| Bofferbrauer2 said: @bolded: But that's just locally. You don't stream textures after all, you stream images. And in that regard, the bigger the image the more data it consumes per unit of time. |
Indeed. Hence why I made the two separate points.
| Bofferbrauer2 said: I know HEVC (h.265 for those who don't know what it is) is efficient. But is used for streaming by Sony? I don't expect Sony to output native h.265, especially not considering the age of the service (if it would use Playstation Now). MPEG-4 AVC (H.264) or even VP9 is much more likely there. Also, as far as I know HEVC is pretty heavy on the hardware in higher resolutions. Full HD should be fine with mobile hardware, bit it took an Ivy Bridge i7 running at full speed to get 29fps in 4K resolution in 2014. That being said, I think for a handheld 1080p would suffice, but if you want to stream to an UHD TV this might become a limitation - although modern chips have hardware decoders for HVEC, so that problem may be gone by now. Also, looking at the open-souce, royalty-free successor of VP9, AV1, my 20mbit expectation for 1080p60fps seems largely correct here (level 4.1). |
The Playstation 4 has native support for HEVC/H.265 in hardware, hence why Netflix is able to use it.
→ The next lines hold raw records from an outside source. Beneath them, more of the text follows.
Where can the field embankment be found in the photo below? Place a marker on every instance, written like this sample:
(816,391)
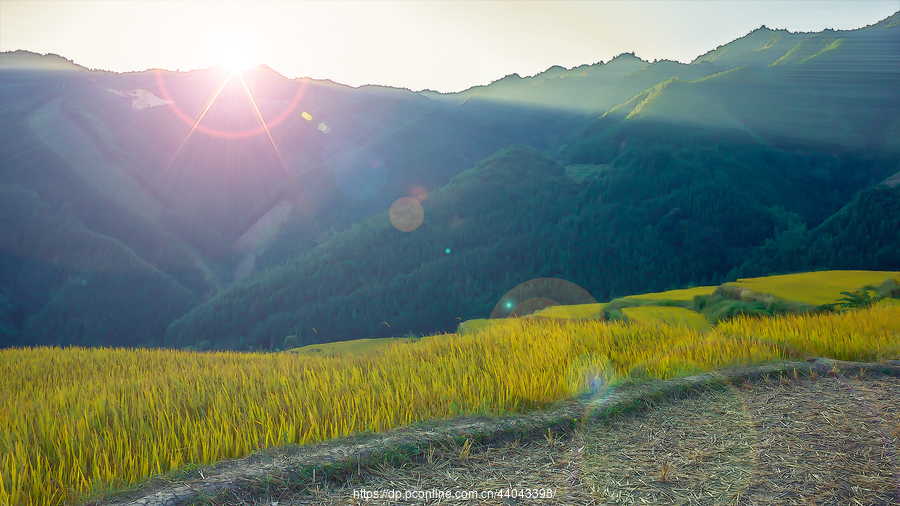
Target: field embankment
(85,420)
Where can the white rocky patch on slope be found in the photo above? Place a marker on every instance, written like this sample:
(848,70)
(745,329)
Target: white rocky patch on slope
(141,99)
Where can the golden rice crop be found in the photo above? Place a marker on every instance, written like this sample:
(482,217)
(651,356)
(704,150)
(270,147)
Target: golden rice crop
(573,311)
(673,315)
(82,420)
(681,294)
(815,288)
(866,335)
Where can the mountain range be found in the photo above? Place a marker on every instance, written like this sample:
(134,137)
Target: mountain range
(215,210)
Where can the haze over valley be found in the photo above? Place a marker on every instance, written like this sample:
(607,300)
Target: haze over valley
(221,209)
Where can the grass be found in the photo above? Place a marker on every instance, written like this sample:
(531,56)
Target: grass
(672,315)
(684,294)
(80,422)
(356,346)
(814,287)
(572,312)
(84,420)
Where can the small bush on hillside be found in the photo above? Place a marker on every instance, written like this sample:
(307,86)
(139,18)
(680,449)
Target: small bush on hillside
(858,299)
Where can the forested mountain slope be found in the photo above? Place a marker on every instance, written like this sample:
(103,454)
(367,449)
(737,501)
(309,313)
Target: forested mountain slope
(761,156)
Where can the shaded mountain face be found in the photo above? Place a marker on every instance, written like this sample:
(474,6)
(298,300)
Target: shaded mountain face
(253,204)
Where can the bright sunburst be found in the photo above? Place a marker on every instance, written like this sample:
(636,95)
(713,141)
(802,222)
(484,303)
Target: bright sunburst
(235,57)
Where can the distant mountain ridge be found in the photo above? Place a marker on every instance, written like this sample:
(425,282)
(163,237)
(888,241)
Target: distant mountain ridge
(601,175)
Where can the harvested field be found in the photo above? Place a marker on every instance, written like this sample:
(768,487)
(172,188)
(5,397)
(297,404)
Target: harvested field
(751,436)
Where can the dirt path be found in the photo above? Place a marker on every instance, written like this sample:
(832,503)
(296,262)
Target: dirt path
(749,436)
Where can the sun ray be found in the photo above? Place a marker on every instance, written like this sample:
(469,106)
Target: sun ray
(271,139)
(197,124)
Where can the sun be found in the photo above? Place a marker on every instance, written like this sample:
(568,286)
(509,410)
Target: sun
(235,57)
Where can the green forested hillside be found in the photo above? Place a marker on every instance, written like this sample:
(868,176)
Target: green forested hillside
(865,232)
(65,284)
(669,208)
(762,156)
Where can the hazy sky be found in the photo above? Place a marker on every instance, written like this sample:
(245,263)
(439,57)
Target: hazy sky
(444,46)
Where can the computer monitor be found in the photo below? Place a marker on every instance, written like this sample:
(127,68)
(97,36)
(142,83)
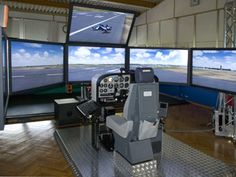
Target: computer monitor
(85,62)
(170,65)
(35,64)
(93,25)
(214,68)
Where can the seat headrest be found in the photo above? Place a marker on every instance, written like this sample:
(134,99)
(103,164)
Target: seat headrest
(144,75)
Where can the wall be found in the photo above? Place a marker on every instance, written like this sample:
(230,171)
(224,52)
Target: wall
(36,26)
(175,23)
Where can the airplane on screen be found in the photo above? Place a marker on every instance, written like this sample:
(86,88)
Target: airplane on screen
(103,28)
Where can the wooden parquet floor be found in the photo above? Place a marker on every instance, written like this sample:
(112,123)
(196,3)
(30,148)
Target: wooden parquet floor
(29,149)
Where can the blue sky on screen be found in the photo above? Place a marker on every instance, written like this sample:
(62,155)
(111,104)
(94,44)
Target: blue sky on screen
(159,56)
(215,59)
(35,54)
(96,55)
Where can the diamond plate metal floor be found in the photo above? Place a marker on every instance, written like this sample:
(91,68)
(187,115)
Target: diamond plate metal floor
(177,159)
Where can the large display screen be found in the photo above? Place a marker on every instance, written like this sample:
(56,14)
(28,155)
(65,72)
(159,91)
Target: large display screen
(99,26)
(170,65)
(214,69)
(85,62)
(35,65)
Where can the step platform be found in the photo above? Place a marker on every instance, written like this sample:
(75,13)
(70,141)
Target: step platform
(176,160)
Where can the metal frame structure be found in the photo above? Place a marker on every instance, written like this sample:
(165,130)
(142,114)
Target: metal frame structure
(230,23)
(225,117)
(225,113)
(2,119)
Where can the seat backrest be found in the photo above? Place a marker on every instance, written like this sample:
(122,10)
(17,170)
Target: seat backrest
(143,99)
(142,102)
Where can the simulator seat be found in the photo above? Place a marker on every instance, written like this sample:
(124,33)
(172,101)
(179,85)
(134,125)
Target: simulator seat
(136,134)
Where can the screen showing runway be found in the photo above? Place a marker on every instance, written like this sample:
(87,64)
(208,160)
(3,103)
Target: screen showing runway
(214,68)
(35,65)
(170,65)
(99,26)
(85,62)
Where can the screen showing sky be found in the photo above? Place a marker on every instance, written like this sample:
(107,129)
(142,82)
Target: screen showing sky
(35,65)
(215,69)
(170,65)
(85,62)
(99,26)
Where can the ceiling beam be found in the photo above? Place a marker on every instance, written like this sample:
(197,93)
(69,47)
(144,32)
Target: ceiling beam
(43,3)
(140,3)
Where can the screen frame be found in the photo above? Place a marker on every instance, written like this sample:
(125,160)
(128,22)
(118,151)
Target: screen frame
(99,7)
(168,48)
(7,81)
(75,45)
(28,91)
(191,71)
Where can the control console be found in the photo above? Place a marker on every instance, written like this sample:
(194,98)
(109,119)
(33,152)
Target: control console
(110,87)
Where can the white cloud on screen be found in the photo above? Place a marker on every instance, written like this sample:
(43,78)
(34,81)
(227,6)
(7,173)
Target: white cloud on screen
(33,45)
(144,56)
(226,61)
(24,58)
(84,55)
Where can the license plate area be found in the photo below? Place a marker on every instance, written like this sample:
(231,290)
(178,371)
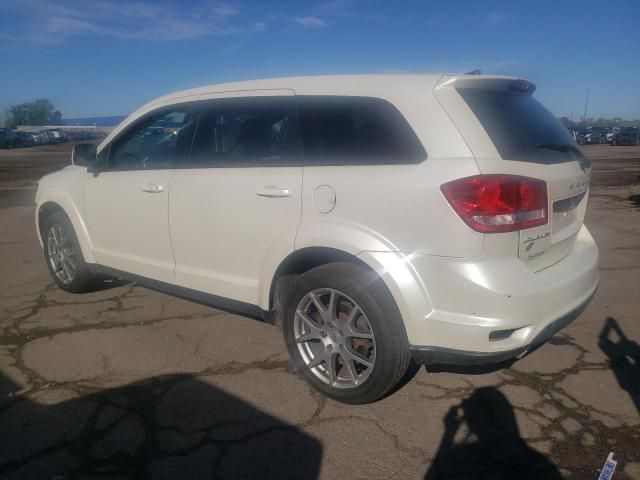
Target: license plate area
(565,219)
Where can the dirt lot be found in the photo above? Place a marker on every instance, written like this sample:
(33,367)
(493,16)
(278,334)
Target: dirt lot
(128,383)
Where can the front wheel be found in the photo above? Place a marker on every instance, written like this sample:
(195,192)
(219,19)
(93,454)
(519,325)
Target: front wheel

It doesn't need to rely heavily on the CPU.
Either way, resolution is only part of the equation is what I am trying to convey.
I was originally hoping that H.266 would be ready for prime time for next-gen consoles, but it doesn't look like it at this stage.. That would have brought with it 50% improvements (Or so they say.) in compression efficiency.
AV1 might gain traction as well, who knows? That has an edge of H.265 and VP9 too.
Either way, 8k is coming whether we like it or not.